Três e vinte da tarde, semana de inauguração do novo estádio de futebol de Natal, o trânsito em uma das principais avenidas da cidade já estava congestionado, era melhor não arriscar. Desci da condução e fui caminhando a procura do endereço em que iria encontrar os entrevistados das 16h. Não foi difícil achar o estúdio Promídia, situado em rua com nome de flor. Recepcionada por Roberto, irmão mais velho do duo, sigo em direção às dependências do estúdio. Nas paredes, fotos dos vários artistas que Eduardo Taufic, o caçula da dupla, já produziu. E olhe que era gente, viu! Com simpatia e sorrisos, os músicos que foram uma das melhores atrações da 3ª edição do MPB Jazz, me concederam uma entrevista.
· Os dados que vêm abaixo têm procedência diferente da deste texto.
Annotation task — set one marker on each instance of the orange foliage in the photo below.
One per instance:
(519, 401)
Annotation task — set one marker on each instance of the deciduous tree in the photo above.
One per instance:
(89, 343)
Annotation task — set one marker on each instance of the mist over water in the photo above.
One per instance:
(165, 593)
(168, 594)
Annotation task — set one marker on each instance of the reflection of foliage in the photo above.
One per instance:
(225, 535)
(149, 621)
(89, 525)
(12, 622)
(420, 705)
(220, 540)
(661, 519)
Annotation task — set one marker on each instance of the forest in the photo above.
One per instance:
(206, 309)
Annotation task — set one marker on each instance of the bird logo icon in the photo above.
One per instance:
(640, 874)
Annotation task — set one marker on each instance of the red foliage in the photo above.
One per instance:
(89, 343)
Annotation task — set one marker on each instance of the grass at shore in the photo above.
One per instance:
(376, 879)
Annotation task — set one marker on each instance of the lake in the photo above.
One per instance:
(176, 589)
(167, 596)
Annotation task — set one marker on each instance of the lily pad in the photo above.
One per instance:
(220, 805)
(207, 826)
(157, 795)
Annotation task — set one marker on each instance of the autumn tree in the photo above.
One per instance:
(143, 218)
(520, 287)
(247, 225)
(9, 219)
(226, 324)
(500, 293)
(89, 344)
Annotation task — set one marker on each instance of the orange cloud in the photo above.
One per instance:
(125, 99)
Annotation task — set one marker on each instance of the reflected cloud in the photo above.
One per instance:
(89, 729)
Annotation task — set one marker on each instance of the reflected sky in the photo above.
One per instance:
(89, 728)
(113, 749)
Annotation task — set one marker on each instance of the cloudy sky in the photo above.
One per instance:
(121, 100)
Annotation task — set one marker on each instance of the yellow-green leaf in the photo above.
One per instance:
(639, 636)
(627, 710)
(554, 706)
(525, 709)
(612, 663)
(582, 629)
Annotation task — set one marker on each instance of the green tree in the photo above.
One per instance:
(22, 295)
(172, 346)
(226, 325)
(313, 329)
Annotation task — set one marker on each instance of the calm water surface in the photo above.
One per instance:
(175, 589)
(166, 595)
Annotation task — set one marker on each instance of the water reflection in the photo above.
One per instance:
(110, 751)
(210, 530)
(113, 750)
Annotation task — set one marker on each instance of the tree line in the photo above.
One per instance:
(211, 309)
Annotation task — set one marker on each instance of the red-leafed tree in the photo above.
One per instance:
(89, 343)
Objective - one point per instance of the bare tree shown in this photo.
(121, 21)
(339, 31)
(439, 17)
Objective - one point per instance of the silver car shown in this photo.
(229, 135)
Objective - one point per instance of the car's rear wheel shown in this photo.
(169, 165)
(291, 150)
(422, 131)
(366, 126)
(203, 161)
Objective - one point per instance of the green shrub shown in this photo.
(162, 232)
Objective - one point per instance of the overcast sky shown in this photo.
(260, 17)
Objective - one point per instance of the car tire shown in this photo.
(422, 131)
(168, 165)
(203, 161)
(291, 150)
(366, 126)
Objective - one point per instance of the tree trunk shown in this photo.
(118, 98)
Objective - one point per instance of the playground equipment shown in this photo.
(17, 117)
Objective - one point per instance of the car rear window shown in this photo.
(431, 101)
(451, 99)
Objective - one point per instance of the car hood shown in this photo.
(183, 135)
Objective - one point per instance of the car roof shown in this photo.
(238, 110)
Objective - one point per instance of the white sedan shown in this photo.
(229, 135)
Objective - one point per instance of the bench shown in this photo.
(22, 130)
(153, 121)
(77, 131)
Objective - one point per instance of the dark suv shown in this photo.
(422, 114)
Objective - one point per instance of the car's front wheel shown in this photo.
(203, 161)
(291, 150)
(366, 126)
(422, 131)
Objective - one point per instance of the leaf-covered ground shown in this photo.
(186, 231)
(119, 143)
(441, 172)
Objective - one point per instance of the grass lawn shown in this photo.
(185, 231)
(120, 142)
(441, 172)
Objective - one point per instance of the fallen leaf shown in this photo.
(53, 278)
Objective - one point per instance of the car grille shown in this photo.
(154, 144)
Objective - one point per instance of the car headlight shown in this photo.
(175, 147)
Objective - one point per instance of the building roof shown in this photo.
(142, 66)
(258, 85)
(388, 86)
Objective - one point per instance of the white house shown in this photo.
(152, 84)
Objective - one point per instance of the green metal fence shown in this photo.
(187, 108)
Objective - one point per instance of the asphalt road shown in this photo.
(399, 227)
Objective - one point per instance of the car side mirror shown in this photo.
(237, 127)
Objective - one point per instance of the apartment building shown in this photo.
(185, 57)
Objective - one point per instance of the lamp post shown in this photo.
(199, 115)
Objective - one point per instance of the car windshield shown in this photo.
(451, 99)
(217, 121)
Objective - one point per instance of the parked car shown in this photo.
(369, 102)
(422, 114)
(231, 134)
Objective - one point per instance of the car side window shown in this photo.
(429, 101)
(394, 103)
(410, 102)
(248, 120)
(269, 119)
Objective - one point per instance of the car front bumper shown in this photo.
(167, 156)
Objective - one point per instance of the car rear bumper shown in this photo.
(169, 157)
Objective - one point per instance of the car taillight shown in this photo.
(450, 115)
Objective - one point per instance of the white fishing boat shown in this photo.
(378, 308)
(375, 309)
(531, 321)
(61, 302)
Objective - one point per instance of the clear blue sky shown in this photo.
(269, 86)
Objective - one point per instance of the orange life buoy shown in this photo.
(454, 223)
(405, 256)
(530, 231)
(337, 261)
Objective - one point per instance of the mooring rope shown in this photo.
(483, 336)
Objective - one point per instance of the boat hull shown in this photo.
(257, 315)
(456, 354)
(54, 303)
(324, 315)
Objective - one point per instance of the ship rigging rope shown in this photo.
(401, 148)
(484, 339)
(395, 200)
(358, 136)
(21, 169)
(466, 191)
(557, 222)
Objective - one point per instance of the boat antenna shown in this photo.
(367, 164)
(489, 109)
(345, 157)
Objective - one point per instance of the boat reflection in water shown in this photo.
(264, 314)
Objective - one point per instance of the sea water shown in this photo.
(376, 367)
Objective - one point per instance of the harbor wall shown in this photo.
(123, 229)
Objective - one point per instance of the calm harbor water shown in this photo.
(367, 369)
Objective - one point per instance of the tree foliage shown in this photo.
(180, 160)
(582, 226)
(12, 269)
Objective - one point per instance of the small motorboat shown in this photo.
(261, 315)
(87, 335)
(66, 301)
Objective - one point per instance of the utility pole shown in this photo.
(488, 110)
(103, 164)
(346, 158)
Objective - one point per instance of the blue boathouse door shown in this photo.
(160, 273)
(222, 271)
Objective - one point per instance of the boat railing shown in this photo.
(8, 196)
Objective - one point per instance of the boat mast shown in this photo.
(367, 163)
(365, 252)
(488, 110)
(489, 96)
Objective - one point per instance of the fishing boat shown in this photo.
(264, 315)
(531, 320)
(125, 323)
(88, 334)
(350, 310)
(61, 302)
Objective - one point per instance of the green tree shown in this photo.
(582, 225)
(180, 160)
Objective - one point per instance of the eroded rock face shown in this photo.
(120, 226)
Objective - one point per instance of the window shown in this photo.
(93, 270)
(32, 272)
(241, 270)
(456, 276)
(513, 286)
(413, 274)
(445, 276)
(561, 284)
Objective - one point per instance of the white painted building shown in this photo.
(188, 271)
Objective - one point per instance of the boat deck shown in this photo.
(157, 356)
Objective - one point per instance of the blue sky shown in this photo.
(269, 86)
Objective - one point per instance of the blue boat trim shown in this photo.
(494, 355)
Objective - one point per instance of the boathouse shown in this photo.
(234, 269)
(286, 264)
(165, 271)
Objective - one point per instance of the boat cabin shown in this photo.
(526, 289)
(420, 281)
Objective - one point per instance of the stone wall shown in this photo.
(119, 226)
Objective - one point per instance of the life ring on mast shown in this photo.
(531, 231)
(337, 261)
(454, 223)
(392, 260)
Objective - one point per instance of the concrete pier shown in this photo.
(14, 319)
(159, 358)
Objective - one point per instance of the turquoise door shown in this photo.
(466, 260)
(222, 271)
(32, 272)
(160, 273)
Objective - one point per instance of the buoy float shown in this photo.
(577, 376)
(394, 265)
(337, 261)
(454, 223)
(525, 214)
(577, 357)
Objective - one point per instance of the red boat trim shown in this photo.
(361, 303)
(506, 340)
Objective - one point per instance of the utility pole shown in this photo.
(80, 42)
Eduardo e Roberto Taufic, irmãos e instrumentistas do Duo Taufic | Fotos: Andressa Vieira
Eduardo e Roberto Taufic, irmãos e instrumentistas do Duo Taufic | Fotos: Andressa Vieira

Munida de bloquinho e caneta, me derreti com a simpatia e cavalheirismo dos irmãos. Aqui em Natal e mundo afora, Eduardo e Roberto Taufic são sinônimo de qualidade musical. O precursor da família, Roberto, iniciou seus estudos como musicista aos nove anos, mas as aulas não eram assim tão estimulantes e ele, como boa criança, acabou se entediando. Entre aulas particulares, curiosidade e autodidatismo, Roberto saiu de Natal aos 22 já um músico profissional e rumou para novos caminhos na Itália. Já “Dudu”, como carinhosamente Eduardo é chamado pelo irmão e chegados, ganhou um tecladinho de presente dos pais na infância, que acabou lhe despertando o interesse pelo universo dos sons. Frequentou a escola de música, teve aula com Waldermar Ernesto, e depois seguiu pelos caminhos do autodidatismo também.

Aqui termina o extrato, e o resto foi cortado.